The worst case scenario is that tariffs and other measures against China slow down their economy enough that their real-estate bubble pops. The results of that could easily be political.
Even worse for China is if they are blocked from both US and EU markets. Like the US, Europe has found its IP and technology appropriated by China, so with the right strategy Trump might convince EU leaders to also take a hard line against China. Unfortunately Trump's world view doesn't allow for such a strategy.
The big obstacle to this strategy isn't Trump's world view, it's the structure of the EU itself. They just haven't been able to agree on a hard line against any kind of Chinese trade abuses. This has been a problem since well before Trump was elected.
China’s economy is very dependent on foreign markets, both for exports of its manufactured goods and for acquiring the commodities needed for that. Their currency peg further limits their options. If they go too low commodities become unaffordable and if they go too high exports lose competitiveness.
Not likely. When manufacturing comes back to the US it's because the company calculated the cost of a US-based automated factory was less than the shipping + tariffs on the foreign-produced goods. If manual labor jobs leave China, they will go to other low-cost countries like Malaysia, Vietnam, etc. or be lost forever. Even producing things in Mexico can cut your labor cost in half in comparison to producing here.

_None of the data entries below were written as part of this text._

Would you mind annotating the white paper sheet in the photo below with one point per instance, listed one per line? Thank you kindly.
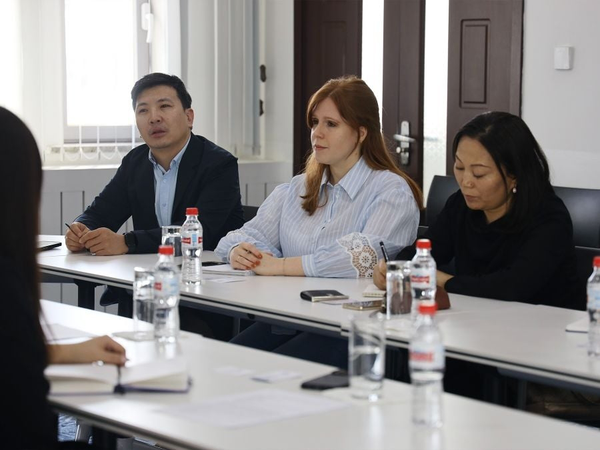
(581, 326)
(254, 408)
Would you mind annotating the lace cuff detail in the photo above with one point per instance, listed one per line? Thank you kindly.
(364, 257)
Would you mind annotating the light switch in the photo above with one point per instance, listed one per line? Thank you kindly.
(563, 58)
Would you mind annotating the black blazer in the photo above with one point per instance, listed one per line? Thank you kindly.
(207, 178)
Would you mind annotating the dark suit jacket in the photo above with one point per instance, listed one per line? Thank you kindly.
(207, 178)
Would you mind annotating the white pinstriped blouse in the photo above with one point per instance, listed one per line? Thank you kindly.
(341, 239)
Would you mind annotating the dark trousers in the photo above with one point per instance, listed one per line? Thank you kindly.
(298, 344)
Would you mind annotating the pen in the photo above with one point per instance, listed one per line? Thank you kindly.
(384, 251)
(119, 389)
(69, 227)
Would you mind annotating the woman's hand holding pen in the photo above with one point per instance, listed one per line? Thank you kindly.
(75, 231)
(379, 274)
(245, 256)
(97, 349)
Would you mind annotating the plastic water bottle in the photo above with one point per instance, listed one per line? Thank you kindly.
(166, 296)
(191, 248)
(593, 292)
(426, 364)
(422, 277)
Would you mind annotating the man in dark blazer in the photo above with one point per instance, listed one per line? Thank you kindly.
(155, 184)
(189, 169)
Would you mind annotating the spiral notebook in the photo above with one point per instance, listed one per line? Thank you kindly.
(373, 291)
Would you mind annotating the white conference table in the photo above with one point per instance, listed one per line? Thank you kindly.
(382, 425)
(524, 341)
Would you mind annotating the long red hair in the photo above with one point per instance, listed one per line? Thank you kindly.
(358, 107)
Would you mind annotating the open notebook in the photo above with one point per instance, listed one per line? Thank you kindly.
(225, 269)
(169, 375)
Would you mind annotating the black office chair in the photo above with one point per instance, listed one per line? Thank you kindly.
(584, 207)
(249, 212)
(442, 187)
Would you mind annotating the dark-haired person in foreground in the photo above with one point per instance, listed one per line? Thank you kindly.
(509, 235)
(156, 182)
(26, 420)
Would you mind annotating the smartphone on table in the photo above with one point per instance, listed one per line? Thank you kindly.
(337, 378)
(364, 306)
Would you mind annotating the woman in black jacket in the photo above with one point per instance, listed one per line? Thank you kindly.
(506, 232)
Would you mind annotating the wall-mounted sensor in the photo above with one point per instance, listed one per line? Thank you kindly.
(563, 58)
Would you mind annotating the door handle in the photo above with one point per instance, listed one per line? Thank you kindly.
(404, 140)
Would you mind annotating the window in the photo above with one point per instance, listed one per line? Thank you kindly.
(105, 53)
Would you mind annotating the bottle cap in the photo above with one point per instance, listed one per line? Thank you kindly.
(165, 250)
(428, 309)
(424, 243)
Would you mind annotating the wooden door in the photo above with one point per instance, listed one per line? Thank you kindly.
(327, 44)
(403, 75)
(484, 61)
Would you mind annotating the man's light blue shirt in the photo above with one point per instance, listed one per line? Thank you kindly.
(165, 183)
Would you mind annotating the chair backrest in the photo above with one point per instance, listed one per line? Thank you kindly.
(585, 258)
(442, 187)
(249, 212)
(584, 207)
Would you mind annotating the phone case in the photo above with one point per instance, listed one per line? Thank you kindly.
(338, 378)
(322, 295)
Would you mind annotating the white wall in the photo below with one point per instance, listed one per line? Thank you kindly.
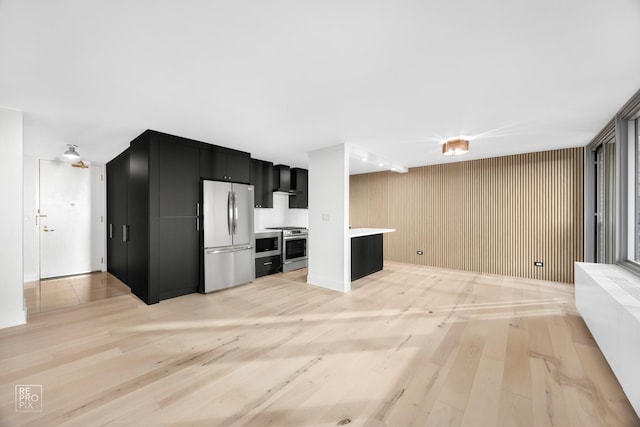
(30, 226)
(280, 215)
(12, 308)
(329, 242)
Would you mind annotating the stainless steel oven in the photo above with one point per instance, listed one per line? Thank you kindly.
(268, 252)
(294, 249)
(268, 244)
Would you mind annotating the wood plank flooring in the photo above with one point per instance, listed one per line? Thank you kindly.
(409, 346)
(53, 294)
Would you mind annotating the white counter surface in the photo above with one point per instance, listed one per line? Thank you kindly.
(359, 232)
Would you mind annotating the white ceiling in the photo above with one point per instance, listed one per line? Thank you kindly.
(280, 78)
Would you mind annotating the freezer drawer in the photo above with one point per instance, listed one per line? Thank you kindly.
(227, 267)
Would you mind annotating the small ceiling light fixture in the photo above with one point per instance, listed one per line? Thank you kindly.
(455, 147)
(71, 152)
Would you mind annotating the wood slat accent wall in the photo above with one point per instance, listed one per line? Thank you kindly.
(493, 216)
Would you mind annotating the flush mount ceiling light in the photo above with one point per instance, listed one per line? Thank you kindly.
(71, 152)
(455, 147)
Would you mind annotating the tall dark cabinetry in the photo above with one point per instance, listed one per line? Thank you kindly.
(153, 211)
(225, 164)
(299, 184)
(262, 181)
(163, 215)
(117, 178)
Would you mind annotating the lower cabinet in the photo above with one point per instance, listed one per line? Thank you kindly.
(366, 255)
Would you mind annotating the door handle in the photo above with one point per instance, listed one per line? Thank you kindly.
(235, 249)
(229, 213)
(235, 212)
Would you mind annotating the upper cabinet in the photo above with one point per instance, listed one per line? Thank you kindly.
(225, 164)
(299, 184)
(262, 181)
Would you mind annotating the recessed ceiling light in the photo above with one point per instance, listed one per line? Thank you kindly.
(455, 147)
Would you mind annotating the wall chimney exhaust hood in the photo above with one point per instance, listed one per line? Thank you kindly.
(282, 179)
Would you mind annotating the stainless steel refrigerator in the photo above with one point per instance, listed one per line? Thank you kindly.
(227, 213)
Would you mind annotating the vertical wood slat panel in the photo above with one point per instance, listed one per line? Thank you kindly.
(493, 216)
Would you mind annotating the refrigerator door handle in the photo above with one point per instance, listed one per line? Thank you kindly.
(229, 212)
(235, 212)
(234, 249)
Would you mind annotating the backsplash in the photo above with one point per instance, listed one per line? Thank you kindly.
(280, 215)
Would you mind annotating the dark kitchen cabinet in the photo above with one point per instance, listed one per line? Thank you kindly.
(366, 255)
(262, 181)
(299, 184)
(282, 178)
(117, 178)
(178, 183)
(225, 164)
(163, 235)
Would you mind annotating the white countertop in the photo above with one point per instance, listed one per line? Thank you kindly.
(359, 232)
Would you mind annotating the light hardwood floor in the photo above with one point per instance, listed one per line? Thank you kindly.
(409, 346)
(53, 294)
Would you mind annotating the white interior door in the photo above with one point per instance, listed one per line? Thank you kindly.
(71, 225)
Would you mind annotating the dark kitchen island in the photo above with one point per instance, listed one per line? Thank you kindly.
(366, 251)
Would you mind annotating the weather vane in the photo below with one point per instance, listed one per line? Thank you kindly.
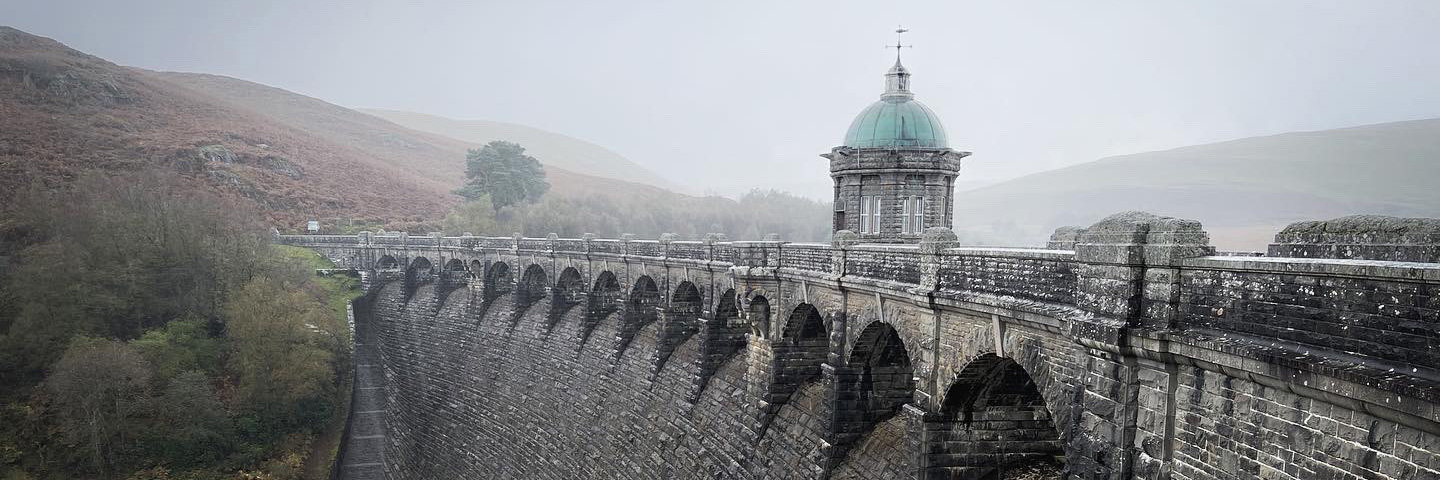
(897, 46)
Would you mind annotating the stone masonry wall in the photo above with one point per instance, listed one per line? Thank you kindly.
(1139, 355)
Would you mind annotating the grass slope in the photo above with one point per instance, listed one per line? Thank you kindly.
(549, 147)
(1243, 190)
(64, 113)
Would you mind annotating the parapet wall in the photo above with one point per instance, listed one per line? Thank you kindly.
(1135, 353)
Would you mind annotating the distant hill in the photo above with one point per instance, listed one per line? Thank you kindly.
(1243, 190)
(549, 147)
(64, 113)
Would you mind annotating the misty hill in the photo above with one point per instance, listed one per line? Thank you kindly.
(1243, 190)
(64, 113)
(549, 147)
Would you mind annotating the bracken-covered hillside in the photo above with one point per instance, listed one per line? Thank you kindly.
(1243, 190)
(64, 113)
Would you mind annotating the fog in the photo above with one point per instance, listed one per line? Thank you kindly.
(730, 95)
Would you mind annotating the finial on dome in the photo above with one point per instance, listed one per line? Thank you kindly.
(897, 46)
(897, 81)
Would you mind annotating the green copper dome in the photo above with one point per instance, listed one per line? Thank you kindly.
(896, 123)
(896, 120)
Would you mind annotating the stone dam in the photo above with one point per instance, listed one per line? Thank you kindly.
(1128, 349)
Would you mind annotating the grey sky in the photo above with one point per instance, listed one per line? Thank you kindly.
(729, 95)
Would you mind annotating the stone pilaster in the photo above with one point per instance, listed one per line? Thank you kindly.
(1128, 283)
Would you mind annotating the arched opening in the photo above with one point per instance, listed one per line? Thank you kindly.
(640, 310)
(604, 300)
(497, 281)
(419, 273)
(723, 335)
(569, 289)
(992, 421)
(759, 313)
(798, 355)
(877, 381)
(681, 320)
(386, 263)
(534, 284)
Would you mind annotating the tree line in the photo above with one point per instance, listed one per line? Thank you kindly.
(150, 330)
(506, 192)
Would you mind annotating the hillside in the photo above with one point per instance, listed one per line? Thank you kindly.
(64, 113)
(1243, 190)
(552, 149)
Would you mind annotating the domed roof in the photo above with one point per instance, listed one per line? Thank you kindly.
(896, 123)
(897, 120)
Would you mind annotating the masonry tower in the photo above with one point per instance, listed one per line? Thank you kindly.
(894, 175)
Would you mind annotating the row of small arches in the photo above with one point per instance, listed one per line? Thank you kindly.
(988, 389)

It could mean more US jobs, but it could also mean fewer if you look more broadly.
Say US companies are having PCBs manufactured in China because that's currently the cheapest option. You cut off that option and US companies are forced use more expensive domestic options. The effects of that can ripple through US companies that directly or indirectly depend on PCBs, and the jobs lost throughout the economy could be greater than the jobs gained from the new automated factories.
More importantly it's a strategic positive. Productive capacity is defense capacity. Buying gewgaws, knickknacks, and flipflops from a strategic competitor is one thing, buying defense technology is another, and it's not the path to security.
The worst case scenario for China is a complete decoupling of the US economy from China. If US manufacturing is going to remain offshore it should be diversified across many countries with similar values rather than centralized in one country with values completely contrary to those of the US.
All Chinese information technology companies should be banned from operating within the United States. Tick toc, weibo, baidu, etc. Also ban trading with their hardware companies.
Either a deal will be made or the existing relationship between the United States and China is finished.
A complete 100% decoupling may be impossible but the US is not so reliant on China that a 90% decoupling could be considered suicide. It would take effort and would result in many lost dollars but the US could move its manufacturing out of China.
OTOH, maybe it's better to have a small conflict early rather than a large one later.